Lux Stellarum is a setting of the requiem mass by Oliver Tarney, written for the Choir of the American Cathedral in Paris and premiered in the UK by the Choir of Royal Holloway College in November 2024, who subsequently recorded it in Oxford. It’s comparatively short, less than half an hour of music, and its binding thread is the use of plainsong melodies, from the Missa pro defunctis and, less obviously, the Latin hymn Conditor alme siderum (‘creator of the stars of night’). Less obviously that is until one looks at the booklet and sees that alongside the words from the Roman Missal there are interpolated texts from the Bible and elsewhere concerning stars and the universe. Tarney in his programme note writes that the work ‘centres on our part in the unfathomable wonder, vastness and possibility of the cosmos, trusting that as God calls the stars by their names, he calls us by ours…’.  A concert piece then, rather than something for liturgical use, beautiful and involving, making a spiritual as well as musical impression.  

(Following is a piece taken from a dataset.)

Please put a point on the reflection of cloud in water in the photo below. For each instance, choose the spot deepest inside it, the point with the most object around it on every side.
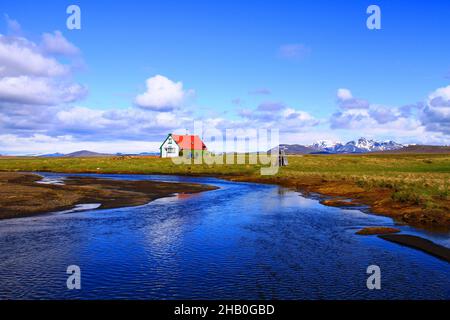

Throughout the work Tarney mixes textures and musical types. The dazzling introit is a fine example, where the plainchant melody is briefly stated by solo alto and soprano voices before an aethereal soprano line, reminiscent of the stratospheric 16th century treble writing of John Taverner, gradually subsumes it. The entry of the organ and then the male voices about a minute in seems to take us to another dimension, more dramatic, wilder even, with glorious dissonances, before a deliberately plain polyphonic rendering of the Missal text gives way to an agile, incisive and colourful portrayal of words from the prophet Amos. It’s really heady stuff, almost exuberant in its inventiveness, playing cleverly but not disrespectfully with aspects of convention. The Kyrie is similarly ingenious running the Conditor alme siderum melody and words (in English translation) against the text of the Ordinary of the Mass, becoming briefly impassioned before dissolving into something more hushed and fragmentary. The third section of the work is a setting of Stars by the Canadian poet Marjorie Pickthall. I must admit I don’t have a high opinion of the poem, but what Tarney makes of the writing is wonderful. His music is reflective, poised and extraordinarily atmospheric and there is a lovely line to the Choir’s singing here.

The Sanctus which follows is grand and rhetorical, Tarney’s emphasis on the word ‘Hosanna’ using five notes feels inspired, giving it an appropriately burnished, almost melismic feeling. The Agnus Dei is simple and unadorned by contrast, with echoes of the plainchant from the Liber Usualis for the Ordinary, the interpolations from the psalms using straight plainsong. The In paradisum which concludes the work opens with a beautiful a cappella setting of Eric Milner-White’s adaptation of a John Donne sermon, ‘Bring us, O Lord God’, used by a number of previous composers, most famously William Henry Harris in 1959. Tarney’s version works exquisitely in his chosen context, and I applaud his restoration of Donne’s words ‘no foes nor friends, but one equal…identity’; pivotal to Donne’s message, White’s excision of them puzzling. After its subdued beginnings, Tarney unleashes writing of real grandeur and power in the message of eternal rest given both in the Missal text and by Donne. The triumphant blazing repetition of ‘eternity’ is underlined by the equally resplendent ‘Amen’ which follows and then a virtuosic organ solo concludes, magnificently played here by Andrew Dewar.

I’ve very much enjoyed this inspired and unconventional Requiem. The Choir of Royal Holloway under Rupert Gough are typically exemplary in every detail, with some outstanding solo singing when required, all very well captured by the Convivium team (including Tarney himself) in the rewarding acoustic of Keble College Chapel.